STOCKPORT packaging firm API Group has reported strong full-year earnings growth on flat sales after pushing up margins.
In the year to March 31 pre-tax profits rose 35% to £6.8m after stripping out costs of £1m associated with a reorganisation of the sales and distribution arm, and a sale process that was axed in February.
Revenues were marginally lower at £112.4m, down from £113.9m.
Earnings growth came from three units – laminates, foils Europe and foils America. API’s holographics arm – which helps companies tackle fraud and counterfeiting by developing holographic logos on packaging – reported a £300,000 loss, compared to a £1.6m profit last time.
The company said this was down to a number of factors, including a large inter-company job coming to an end, and one customer choosing to take the work in house.
In the statement the company also said it was committed to a “progressive dividend policy” and would declare a dividend at the next interim announcement in November.
The company was put under pressure to sell earlier in the year by New York-based investors Steel Partners and Wynnefield Capital which own 32.3% and 29.6% respectively. This process was scrapped after a lack of decent offers.

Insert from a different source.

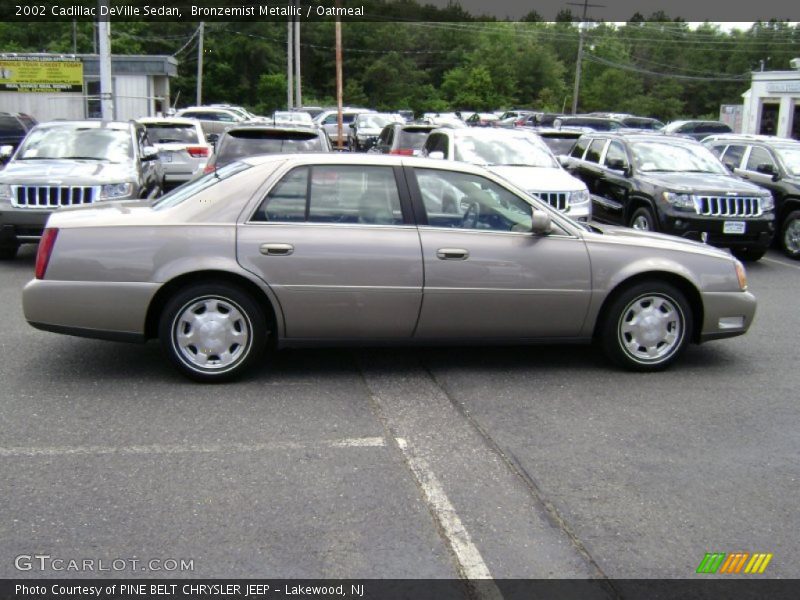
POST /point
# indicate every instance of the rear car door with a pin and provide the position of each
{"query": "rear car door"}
(486, 275)
(337, 245)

Chief executive Andrew Turner told TheBusinessDesk: “The sale process was obviously an attempt to get cash back to shareholders and didn’t get the right solution in the end.
“We’re putting a fair amount into capital investment to enhance margins and grow the business but we feel it’s appropriate to introduce an income element for shareholders.”
API employs 220 people in Stockport and Salford and a further 350 at sites in Scotland, the US, Europe and Asia.